With a plethora of products claiming to be ‘water-wise’, how do you know what to choose? For appliances within the home you can look for the Water Efficiency Labelling and Standards (WELS) Scheme label. WELS is based on a six-star rating system – the more stars you see on the label the better. The label also shows a water flow or water consumption figure so you can compare products. WELS covers showers, tap equipment, flow controllers, toilet equipment, clothes washing machines and dishwashers.

Registered products are listed on the website (

Water-wise products outdoors

If you’re looking for water-saving products outside the home, the best symbol to look for is the Smart Approved Watermark. It is Australia’s only national scheme and is a sister scheme to WELS. More than 100 different products have been awarded the mark and the number is growing. The scheme covers various categories including car cleaning, gardening and watering, grey water, rainwater collection, household plumbing, and pools and spas.
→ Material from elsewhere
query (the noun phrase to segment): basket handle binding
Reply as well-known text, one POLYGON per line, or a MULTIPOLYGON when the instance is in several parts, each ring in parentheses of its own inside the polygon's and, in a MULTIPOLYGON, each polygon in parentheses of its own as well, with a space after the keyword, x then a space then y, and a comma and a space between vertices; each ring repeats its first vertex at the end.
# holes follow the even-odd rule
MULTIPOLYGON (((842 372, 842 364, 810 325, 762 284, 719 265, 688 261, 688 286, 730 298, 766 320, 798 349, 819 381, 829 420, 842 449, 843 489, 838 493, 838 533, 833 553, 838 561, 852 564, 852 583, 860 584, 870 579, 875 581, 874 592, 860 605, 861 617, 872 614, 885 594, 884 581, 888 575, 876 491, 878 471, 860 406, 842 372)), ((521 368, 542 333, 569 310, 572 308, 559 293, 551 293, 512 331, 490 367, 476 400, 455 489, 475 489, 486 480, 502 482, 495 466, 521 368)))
The Smart WaterMark website ( has the full list of approved products and services along water-saving tips.

Know your local regulations

State and local governments have implemented a variety of guidelines and regulations pertaining to energy and water efficiency which you need to be aware of before embarking on any structural work. In NSW, for example, the Building Sustainability Index (BASIX) sets out a range of criteria that new homes and apartments must meet. This has been extended to cover proposed home alterations and additions worth more than $50,000, and new swimming pools larger than 40,000 litres, which have to have a BASIX certificate before planning approval can be given.

The BASIX website ( has more information.

Check for government rebates

Many councils and water utilities offer you a rebate when you purchase water efficient products such as washing machines, pool covers and rainwater tanks so give them a call or check their websites to see what incentives might be available.

Some state governments and councils also offer rebates for energy efficient initiatives such as replacing peak electric water heaters with more efficient gas or solar models or installing ceiling insulation. Once again, check and see what you might be entitled to.

Look for green products

Home decorators now have an ever-expanding rage of eco-friendly products at their disposal. You can find wallpaper made using recycled paper and environmentally friendly dyes, plantation grown timber flooring, and furniture featuring CFC-free commercial-grade upholstery foam. You can even get a biodegradable carpet made from 80 per cent recycled nylon.

Other companies offset the greenhouse emissions generated during the manufacturing process by purchasing emission reduction credits.